Eu estava no quarto período de admnistração. Ganhei bolsa integral, mas Iury pagava meu material e uber pra eu ir pra faculdade e voltar pra casa. A faculdade era longe do morro, faculdade de rico pra falar a real. Nos primeiros dias de aula me sentia deslocada lá, mas depois de um tempo acostumei, nenhum dos meus colegas sabe onde eu moro, alguns acham que eu sou rica, patricinha. Mal sabem que venho da favela.

Cheguei em casa quase 10 horas da noite.
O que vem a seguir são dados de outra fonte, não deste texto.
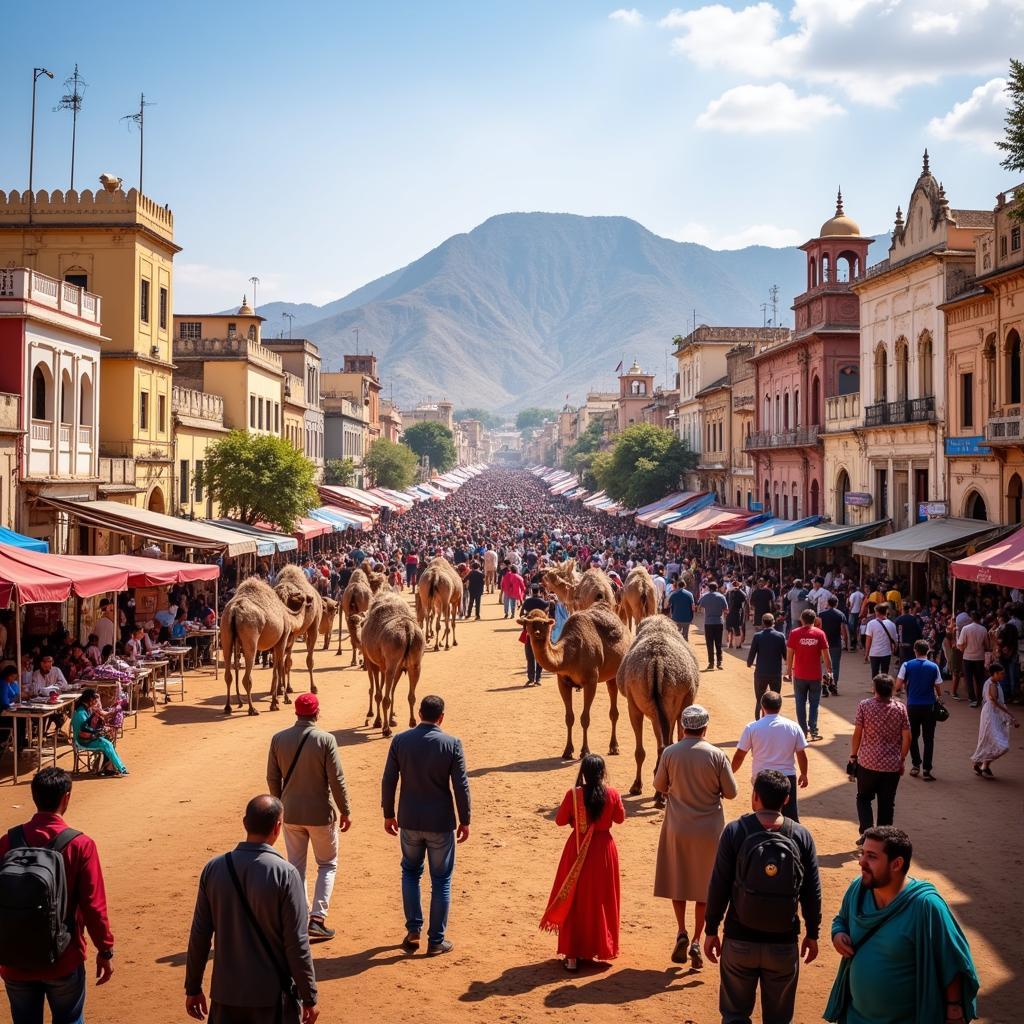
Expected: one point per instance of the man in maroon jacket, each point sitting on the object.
(62, 985)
Falei com Iago por telefone, ele estava na casa da minha mãe e dormiria lá. Iria buscar ele de manhã, já que era sábado no dia seguinte.

Tomei banho e fui procurar uma roupa confortável pra dormir. Ao mesmo tempo que abri o guarda roupa, Iury entrou no quarto. Olhei pra ele e pro guarda roupa vazio, sem reação alguma.

__ Senta aí que a gente precisa conversar, Gio. __ eu já estava tremendo.

__ o que ta acontecendo, Iury? __  minhas pernas estavam moles, sentei na cama de toalha mesmo.

__ Então loirinha, eu tô indo embora..__ falou sem rodeios e eu senti meu fôlego sumir na hora.